Quantum Fluctuations and the Exchange Bias Field
G.J. Mata, E. Pestana, M. Kiwi, and H. Dreysse

TL;DR
This paper explains how quantum ground-state fluctuations at surfaces and interfaces cause a small magnetic dipole density, influencing the exchange bias field and its temperature dependence in antiferromagnets and nanoparticles.
Contribution
It introduces a fluctuation-based explanation for the exchange bias field arising from surface and interface effects in quantum antiferromagnets.
Findings
Surface and interface fluctuations create a magnetic dipole density.
This dipole density accounts for the observed exchange fields.

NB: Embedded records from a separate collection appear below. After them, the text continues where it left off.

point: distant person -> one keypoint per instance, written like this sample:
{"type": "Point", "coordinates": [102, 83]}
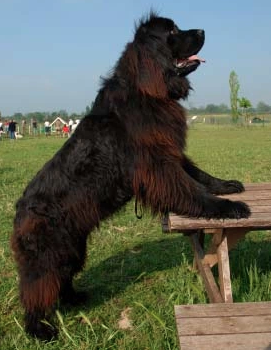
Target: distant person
{"type": "Point", "coordinates": [58, 127]}
{"type": "Point", "coordinates": [34, 126]}
{"type": "Point", "coordinates": [12, 129]}
{"type": "Point", "coordinates": [70, 125]}
{"type": "Point", "coordinates": [47, 128]}
{"type": "Point", "coordinates": [6, 124]}
{"type": "Point", "coordinates": [1, 130]}
{"type": "Point", "coordinates": [65, 131]}
{"type": "Point", "coordinates": [23, 126]}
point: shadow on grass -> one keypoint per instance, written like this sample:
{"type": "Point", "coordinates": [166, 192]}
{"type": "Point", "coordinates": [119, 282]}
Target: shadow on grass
{"type": "Point", "coordinates": [113, 275]}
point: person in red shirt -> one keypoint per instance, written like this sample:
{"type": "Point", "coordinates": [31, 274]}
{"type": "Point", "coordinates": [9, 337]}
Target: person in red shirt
{"type": "Point", "coordinates": [65, 131]}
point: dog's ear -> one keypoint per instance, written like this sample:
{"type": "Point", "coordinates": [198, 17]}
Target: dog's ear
{"type": "Point", "coordinates": [150, 79]}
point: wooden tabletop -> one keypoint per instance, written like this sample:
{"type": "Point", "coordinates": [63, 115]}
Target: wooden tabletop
{"type": "Point", "coordinates": [256, 195]}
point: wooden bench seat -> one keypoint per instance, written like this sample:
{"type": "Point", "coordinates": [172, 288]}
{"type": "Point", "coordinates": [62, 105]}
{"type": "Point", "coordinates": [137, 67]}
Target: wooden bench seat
{"type": "Point", "coordinates": [225, 235]}
{"type": "Point", "coordinates": [223, 324]}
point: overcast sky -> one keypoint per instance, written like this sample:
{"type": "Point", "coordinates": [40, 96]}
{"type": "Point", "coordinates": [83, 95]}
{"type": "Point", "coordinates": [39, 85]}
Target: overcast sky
{"type": "Point", "coordinates": [53, 52]}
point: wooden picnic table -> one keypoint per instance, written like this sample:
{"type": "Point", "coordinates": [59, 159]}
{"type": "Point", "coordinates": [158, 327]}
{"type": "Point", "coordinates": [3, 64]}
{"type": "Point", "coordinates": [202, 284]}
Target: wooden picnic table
{"type": "Point", "coordinates": [223, 324]}
{"type": "Point", "coordinates": [225, 235]}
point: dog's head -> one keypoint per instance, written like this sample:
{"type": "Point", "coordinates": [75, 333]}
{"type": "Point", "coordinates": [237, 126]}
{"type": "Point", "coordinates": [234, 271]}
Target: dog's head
{"type": "Point", "coordinates": [166, 55]}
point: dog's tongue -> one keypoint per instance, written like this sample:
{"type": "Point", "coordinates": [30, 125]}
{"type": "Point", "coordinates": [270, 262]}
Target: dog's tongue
{"type": "Point", "coordinates": [195, 57]}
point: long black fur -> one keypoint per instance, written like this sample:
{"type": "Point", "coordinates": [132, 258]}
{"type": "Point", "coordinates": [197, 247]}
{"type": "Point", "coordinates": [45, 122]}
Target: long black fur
{"type": "Point", "coordinates": [131, 144]}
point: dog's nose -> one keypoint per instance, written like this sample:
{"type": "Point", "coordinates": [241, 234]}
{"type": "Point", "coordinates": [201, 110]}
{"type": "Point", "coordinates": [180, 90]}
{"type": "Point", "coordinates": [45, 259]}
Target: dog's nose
{"type": "Point", "coordinates": [200, 32]}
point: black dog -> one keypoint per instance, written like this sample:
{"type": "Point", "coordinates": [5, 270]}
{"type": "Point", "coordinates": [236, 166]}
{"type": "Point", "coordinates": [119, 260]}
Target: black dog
{"type": "Point", "coordinates": [131, 144]}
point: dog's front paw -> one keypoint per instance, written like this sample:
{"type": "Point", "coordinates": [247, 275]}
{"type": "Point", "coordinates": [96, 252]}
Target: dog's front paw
{"type": "Point", "coordinates": [232, 186]}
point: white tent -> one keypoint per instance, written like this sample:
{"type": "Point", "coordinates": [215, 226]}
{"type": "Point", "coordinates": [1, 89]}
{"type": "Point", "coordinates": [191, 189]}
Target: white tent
{"type": "Point", "coordinates": [60, 119]}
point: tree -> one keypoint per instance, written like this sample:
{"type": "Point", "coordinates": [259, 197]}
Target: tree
{"type": "Point", "coordinates": [234, 88]}
{"type": "Point", "coordinates": [263, 107]}
{"type": "Point", "coordinates": [244, 104]}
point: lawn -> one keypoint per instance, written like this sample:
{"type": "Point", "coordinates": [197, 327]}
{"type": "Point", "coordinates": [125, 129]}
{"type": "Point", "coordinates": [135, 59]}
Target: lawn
{"type": "Point", "coordinates": [134, 274]}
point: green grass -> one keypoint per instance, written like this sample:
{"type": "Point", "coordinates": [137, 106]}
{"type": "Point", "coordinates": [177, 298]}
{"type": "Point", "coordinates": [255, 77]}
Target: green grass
{"type": "Point", "coordinates": [131, 264]}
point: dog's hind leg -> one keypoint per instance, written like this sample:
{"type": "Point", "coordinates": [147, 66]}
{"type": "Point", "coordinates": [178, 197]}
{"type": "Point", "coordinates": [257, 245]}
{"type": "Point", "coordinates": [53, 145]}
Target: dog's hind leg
{"type": "Point", "coordinates": [213, 184]}
{"type": "Point", "coordinates": [38, 296]}
{"type": "Point", "coordinates": [67, 293]}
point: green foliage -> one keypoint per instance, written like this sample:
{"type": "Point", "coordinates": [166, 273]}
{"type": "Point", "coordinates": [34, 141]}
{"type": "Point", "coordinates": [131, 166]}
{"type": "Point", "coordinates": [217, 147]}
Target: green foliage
{"type": "Point", "coordinates": [234, 88]}
{"type": "Point", "coordinates": [131, 264]}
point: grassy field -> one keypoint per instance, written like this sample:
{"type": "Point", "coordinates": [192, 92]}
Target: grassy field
{"type": "Point", "coordinates": [133, 271]}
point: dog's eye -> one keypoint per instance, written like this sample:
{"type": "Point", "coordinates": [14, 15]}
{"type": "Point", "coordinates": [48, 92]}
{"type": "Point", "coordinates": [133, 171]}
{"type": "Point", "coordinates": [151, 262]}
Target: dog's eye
{"type": "Point", "coordinates": [175, 30]}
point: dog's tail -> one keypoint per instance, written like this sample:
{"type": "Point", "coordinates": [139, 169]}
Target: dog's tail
{"type": "Point", "coordinates": [37, 264]}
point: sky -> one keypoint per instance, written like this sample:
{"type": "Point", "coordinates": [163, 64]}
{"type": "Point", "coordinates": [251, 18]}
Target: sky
{"type": "Point", "coordinates": [53, 52]}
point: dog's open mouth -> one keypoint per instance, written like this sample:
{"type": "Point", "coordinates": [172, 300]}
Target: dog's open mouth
{"type": "Point", "coordinates": [185, 62]}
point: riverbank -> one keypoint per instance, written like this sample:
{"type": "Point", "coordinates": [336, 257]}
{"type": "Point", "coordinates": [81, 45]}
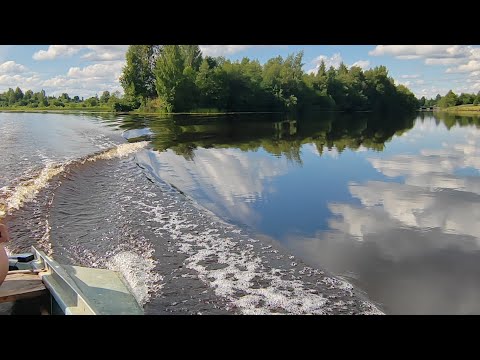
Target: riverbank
{"type": "Point", "coordinates": [462, 110]}
{"type": "Point", "coordinates": [134, 112]}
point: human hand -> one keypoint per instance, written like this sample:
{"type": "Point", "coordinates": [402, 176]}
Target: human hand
{"type": "Point", "coordinates": [4, 237]}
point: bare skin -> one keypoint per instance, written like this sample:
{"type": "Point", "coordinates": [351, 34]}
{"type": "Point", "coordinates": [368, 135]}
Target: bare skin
{"type": "Point", "coordinates": [4, 237]}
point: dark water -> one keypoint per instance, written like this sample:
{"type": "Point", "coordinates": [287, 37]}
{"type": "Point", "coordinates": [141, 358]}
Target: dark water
{"type": "Point", "coordinates": [252, 213]}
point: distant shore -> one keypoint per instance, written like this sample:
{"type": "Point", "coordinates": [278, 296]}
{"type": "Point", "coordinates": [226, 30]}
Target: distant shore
{"type": "Point", "coordinates": [461, 109]}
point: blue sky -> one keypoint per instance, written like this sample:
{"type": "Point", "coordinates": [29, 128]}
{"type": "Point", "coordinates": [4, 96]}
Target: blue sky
{"type": "Point", "coordinates": [86, 70]}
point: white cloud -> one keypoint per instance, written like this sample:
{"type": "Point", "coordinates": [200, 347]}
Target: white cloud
{"type": "Point", "coordinates": [88, 80]}
{"type": "Point", "coordinates": [417, 51]}
{"type": "Point", "coordinates": [105, 52]}
{"type": "Point", "coordinates": [111, 70]}
{"type": "Point", "coordinates": [364, 64]}
{"type": "Point", "coordinates": [22, 81]}
{"type": "Point", "coordinates": [97, 52]}
{"type": "Point", "coordinates": [471, 66]}
{"type": "Point", "coordinates": [443, 61]}
{"type": "Point", "coordinates": [55, 51]}
{"type": "Point", "coordinates": [432, 54]}
{"type": "Point", "coordinates": [11, 67]}
{"type": "Point", "coordinates": [221, 50]}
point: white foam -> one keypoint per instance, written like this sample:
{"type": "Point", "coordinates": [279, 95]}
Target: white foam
{"type": "Point", "coordinates": [138, 272]}
{"type": "Point", "coordinates": [245, 280]}
{"type": "Point", "coordinates": [27, 190]}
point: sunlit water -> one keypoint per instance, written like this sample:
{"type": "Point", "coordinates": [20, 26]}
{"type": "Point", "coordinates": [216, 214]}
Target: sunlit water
{"type": "Point", "coordinates": [252, 214]}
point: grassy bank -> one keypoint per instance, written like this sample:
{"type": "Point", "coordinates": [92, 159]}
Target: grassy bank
{"type": "Point", "coordinates": [51, 109]}
{"type": "Point", "coordinates": [461, 109]}
{"type": "Point", "coordinates": [109, 110]}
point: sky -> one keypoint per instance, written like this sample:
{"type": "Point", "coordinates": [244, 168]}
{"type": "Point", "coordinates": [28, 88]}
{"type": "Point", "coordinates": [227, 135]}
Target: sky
{"type": "Point", "coordinates": [87, 70]}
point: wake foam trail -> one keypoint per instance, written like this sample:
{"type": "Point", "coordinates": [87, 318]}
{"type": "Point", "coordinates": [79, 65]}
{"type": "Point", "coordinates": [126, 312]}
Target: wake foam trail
{"type": "Point", "coordinates": [253, 278]}
{"type": "Point", "coordinates": [138, 273]}
{"type": "Point", "coordinates": [14, 198]}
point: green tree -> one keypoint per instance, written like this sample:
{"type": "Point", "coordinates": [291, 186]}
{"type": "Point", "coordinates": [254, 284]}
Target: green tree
{"type": "Point", "coordinates": [192, 56]}
{"type": "Point", "coordinates": [476, 102]}
{"type": "Point", "coordinates": [138, 78]}
{"type": "Point", "coordinates": [450, 99]}
{"type": "Point", "coordinates": [169, 74]}
{"type": "Point", "coordinates": [105, 97]}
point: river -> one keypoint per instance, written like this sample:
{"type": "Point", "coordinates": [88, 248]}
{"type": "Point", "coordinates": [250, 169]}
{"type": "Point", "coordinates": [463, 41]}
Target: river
{"type": "Point", "coordinates": [327, 213]}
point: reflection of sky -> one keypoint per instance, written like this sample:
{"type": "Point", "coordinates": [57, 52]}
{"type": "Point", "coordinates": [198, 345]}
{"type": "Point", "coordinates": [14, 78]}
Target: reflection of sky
{"type": "Point", "coordinates": [270, 193]}
{"type": "Point", "coordinates": [413, 245]}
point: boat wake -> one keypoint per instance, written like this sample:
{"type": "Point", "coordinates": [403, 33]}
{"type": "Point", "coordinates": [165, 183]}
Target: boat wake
{"type": "Point", "coordinates": [14, 197]}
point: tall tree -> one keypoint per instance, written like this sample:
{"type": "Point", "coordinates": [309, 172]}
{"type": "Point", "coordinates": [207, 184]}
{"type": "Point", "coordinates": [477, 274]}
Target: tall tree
{"type": "Point", "coordinates": [192, 55]}
{"type": "Point", "coordinates": [169, 74]}
{"type": "Point", "coordinates": [138, 78]}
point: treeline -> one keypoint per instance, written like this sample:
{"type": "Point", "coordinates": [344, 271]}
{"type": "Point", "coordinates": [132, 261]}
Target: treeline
{"type": "Point", "coordinates": [451, 99]}
{"type": "Point", "coordinates": [18, 98]}
{"type": "Point", "coordinates": [178, 78]}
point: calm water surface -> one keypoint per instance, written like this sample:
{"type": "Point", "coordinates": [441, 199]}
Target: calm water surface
{"type": "Point", "coordinates": [390, 204]}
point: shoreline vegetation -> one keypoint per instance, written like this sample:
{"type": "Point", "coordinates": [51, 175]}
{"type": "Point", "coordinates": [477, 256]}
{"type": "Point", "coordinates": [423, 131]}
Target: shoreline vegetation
{"type": "Point", "coordinates": [178, 79]}
{"type": "Point", "coordinates": [165, 79]}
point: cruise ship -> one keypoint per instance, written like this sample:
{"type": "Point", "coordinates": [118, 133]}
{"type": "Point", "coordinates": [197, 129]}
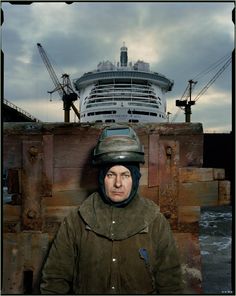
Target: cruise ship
{"type": "Point", "coordinates": [124, 92]}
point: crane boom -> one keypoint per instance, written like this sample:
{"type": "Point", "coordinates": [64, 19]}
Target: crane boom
{"type": "Point", "coordinates": [213, 79]}
{"type": "Point", "coordinates": [57, 84]}
{"type": "Point", "coordinates": [65, 89]}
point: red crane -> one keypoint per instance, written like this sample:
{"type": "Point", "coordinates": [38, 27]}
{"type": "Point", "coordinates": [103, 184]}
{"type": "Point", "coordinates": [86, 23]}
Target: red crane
{"type": "Point", "coordinates": [64, 89]}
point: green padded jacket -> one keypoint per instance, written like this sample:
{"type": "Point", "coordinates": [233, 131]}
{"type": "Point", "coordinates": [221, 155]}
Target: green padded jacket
{"type": "Point", "coordinates": [101, 249]}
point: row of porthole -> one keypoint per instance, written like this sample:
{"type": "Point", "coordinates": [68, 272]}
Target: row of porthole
{"type": "Point", "coordinates": [129, 112]}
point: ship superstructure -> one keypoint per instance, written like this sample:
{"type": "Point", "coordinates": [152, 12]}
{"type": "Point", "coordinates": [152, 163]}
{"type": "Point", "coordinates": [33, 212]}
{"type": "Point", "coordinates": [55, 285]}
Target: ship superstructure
{"type": "Point", "coordinates": [123, 92]}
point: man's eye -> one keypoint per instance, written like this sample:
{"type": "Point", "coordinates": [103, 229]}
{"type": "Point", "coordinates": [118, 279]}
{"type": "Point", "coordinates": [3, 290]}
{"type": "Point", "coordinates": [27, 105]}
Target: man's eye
{"type": "Point", "coordinates": [126, 176]}
{"type": "Point", "coordinates": [109, 175]}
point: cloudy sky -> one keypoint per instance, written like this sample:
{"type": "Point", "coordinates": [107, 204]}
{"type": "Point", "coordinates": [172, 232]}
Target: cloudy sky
{"type": "Point", "coordinates": [182, 41]}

Temperature changes affect the dipole density and exchange field.
Abstract
Ground-state fluctuations reduce the zero-temperature magnetic moments of the spins in a quantum antiferromagnet. In the neighborhood of surfaces, interfaces, and other defects which break translational symmetry, these fluctuations are not uniform. Because of this the magnetic moments of up and down spins do not exactly compensate each other--as they do in a bulk antiferromagnet. At a surface or interface this leads to a small magnetic dipole density. The corresponding dipole field can account for the magnitude of observed exchange fields. At finite temeperatures localized surface (interface) excitations are populated and change the dipole density. This gives rise to the temperature-dependence of the exchange field. We expect the fluctuation-induced surface dipole density to play a role in the magnetic properties of antiferromagnetic nano-particles, as well.